Change default VFS timestamp precision?

Wed Dec 17 14:58:54 UTC 2014

On Wednesday, December 17, 2014 12:38:44 AM Jilles Tjoelker wrote:
> On Tue, Dec 16, 2014 at 01:48:41PM -0500, John Baldwin wrote:
> > We still ship with vfs.timestamp_precision=0 by default meaning that
> > VFS timestamps have a granularity of one second.  It is not unusual on
> > modern systems for multiple updates to a file or directory to occur
> > within a single second (and thus share the same effective timestamp).
> > This can break things that depend on timestamps to know when something
> > has changed or is stale (such as make(1) or NFS clients).  On hardware
> > that has a cheap timecounter, I we should use the most-precise
> > timestamps (vfs.timestamp_precision=3).  However, I'm less sure of
> > what to do for other cases such as i386/amd64 when not using TSC, or
> > on other platforms.  OTOH, perhaps you aren't doing lots of heavy I/O
> > access on a system with a slow timecounter (or if you are doing heavy
> > I/O, slow timecounter access won't be your bottleneck)?
> > 
> > I can think of a few options:
> >  1) Change vfs.timestamp_precision default to 3 for all systems.
> >  
> >  2) Only change vfs.timestamp_precision default to 3 for amd64/i386 using
> >  an
> >  
> >     #ifdef.
> >  
> >  3) Something else?
> 
> Although some breakage may be caused, increasing precision sounds fine
> to me, but only to the level of microseconds, since there is no way to
> set a timestamp to the nanosecond (this would be futimens/utimensat). It
> is easy to be surprised when cp -p creates an file that appears older
> than the original.

Note that vfs_timestamp() always returns a timespec, but 2 would do
microseconds.  The important difference for settings >= 2 is that it queries
the timecounter on each call rather than using a global value that is only
updated either once a second or once a millisecond or so.
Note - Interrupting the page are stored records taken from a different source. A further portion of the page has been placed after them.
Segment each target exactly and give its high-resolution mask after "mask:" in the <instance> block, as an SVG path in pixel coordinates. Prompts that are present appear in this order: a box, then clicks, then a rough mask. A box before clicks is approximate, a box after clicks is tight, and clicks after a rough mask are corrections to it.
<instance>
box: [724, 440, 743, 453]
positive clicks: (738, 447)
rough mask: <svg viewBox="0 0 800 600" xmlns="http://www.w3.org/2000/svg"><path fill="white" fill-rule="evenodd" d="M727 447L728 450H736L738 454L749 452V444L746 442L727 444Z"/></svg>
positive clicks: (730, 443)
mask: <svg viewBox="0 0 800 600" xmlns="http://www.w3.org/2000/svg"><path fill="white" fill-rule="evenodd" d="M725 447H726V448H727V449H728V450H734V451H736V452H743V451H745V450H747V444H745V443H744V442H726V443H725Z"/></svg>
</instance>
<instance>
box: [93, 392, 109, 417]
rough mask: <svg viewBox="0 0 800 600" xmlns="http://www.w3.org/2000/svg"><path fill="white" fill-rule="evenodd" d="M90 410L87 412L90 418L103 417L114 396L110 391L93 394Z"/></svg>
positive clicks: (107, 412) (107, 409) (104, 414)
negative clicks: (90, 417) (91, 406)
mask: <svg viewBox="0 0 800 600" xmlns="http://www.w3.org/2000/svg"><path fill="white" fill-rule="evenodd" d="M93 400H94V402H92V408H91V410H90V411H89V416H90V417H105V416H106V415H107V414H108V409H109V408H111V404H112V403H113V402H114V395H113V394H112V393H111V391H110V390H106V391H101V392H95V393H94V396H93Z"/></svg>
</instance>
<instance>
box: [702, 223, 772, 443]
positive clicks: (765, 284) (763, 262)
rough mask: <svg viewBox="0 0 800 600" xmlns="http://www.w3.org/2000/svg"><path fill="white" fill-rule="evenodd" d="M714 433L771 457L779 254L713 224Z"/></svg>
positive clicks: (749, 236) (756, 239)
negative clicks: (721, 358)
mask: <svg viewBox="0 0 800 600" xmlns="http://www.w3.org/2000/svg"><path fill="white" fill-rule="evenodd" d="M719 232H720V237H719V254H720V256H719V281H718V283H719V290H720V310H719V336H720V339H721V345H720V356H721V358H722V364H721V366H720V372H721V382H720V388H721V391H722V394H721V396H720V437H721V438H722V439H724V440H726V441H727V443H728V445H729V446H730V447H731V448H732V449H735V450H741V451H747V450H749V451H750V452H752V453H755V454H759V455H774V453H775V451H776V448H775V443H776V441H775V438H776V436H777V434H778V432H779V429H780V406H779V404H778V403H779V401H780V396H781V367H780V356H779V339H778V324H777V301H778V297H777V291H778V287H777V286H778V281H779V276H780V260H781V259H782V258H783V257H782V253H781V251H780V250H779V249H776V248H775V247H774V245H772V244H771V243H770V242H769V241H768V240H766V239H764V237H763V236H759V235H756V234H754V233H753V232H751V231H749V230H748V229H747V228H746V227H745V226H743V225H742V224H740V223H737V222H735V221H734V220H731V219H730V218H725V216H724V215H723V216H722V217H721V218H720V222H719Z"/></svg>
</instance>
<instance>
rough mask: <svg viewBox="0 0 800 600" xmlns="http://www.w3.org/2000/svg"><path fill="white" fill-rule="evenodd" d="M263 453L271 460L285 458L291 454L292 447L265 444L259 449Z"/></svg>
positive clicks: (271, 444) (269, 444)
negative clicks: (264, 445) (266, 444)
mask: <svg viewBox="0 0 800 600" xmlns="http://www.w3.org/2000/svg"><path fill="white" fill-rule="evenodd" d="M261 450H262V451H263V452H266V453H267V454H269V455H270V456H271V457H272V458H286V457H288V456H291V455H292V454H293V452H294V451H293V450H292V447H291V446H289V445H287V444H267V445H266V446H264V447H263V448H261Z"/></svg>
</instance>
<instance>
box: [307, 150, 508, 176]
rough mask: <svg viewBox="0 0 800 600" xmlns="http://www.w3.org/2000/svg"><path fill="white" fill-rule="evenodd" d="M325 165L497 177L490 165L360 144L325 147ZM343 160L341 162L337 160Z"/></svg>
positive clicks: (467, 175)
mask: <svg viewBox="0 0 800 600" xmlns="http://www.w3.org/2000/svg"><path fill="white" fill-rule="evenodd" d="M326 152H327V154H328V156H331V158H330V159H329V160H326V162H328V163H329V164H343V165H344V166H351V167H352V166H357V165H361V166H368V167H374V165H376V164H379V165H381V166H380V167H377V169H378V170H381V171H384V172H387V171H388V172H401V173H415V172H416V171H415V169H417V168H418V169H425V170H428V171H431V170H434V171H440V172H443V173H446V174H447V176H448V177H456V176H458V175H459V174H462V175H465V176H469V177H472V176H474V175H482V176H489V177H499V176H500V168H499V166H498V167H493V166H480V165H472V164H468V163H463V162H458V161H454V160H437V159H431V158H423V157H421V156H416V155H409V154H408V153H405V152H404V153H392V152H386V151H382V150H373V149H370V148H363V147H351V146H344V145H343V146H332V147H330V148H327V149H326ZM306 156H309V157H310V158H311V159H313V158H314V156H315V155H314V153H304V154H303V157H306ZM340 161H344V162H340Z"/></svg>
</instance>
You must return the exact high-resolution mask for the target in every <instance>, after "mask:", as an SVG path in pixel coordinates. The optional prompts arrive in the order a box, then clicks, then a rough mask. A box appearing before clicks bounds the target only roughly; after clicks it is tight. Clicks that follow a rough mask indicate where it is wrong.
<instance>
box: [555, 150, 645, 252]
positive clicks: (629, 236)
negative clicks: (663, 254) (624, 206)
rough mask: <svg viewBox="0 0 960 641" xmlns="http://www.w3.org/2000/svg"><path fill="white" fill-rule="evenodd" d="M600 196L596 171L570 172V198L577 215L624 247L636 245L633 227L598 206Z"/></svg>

> To avoid cross-arch surprises with applications that use
> second-resolution APIs, either all or no architectures should generate
> timestamps more accurate than seconds.

Actually, it will improve our interoperability with other OS's that already
use sub-second timestamps when sharing filesystems over NFS, for example.

> There is no benefit for the particular case of make(1), since it only
> uses timestamps in seconds.

My bad for not checking that further but for assuming make would be impacted.
The use case I _am_ familiar with is NFS servers and NFS v3 clients that 
depend on the mtime of a directory to know when the lookup cache for a 
directory can be invalidated.  Our NFS client now defaults to only trusting 
cached lookups for 60 seconds to workaround races due to seconds-granularity 
in timestamps from some NFS servers at the cost of reducing its effectiveness 
by a fair amount.  Note that Isilon already defaults vfs.timestamp_precision 
to 3 on their appliances, and I recently convinced the folks at TrueNAS to do 
the same.  However, it would also make stock FreeBSD NFS servers more reliable 
for NFS v3 if we changed our default.

-- 
John Baldwin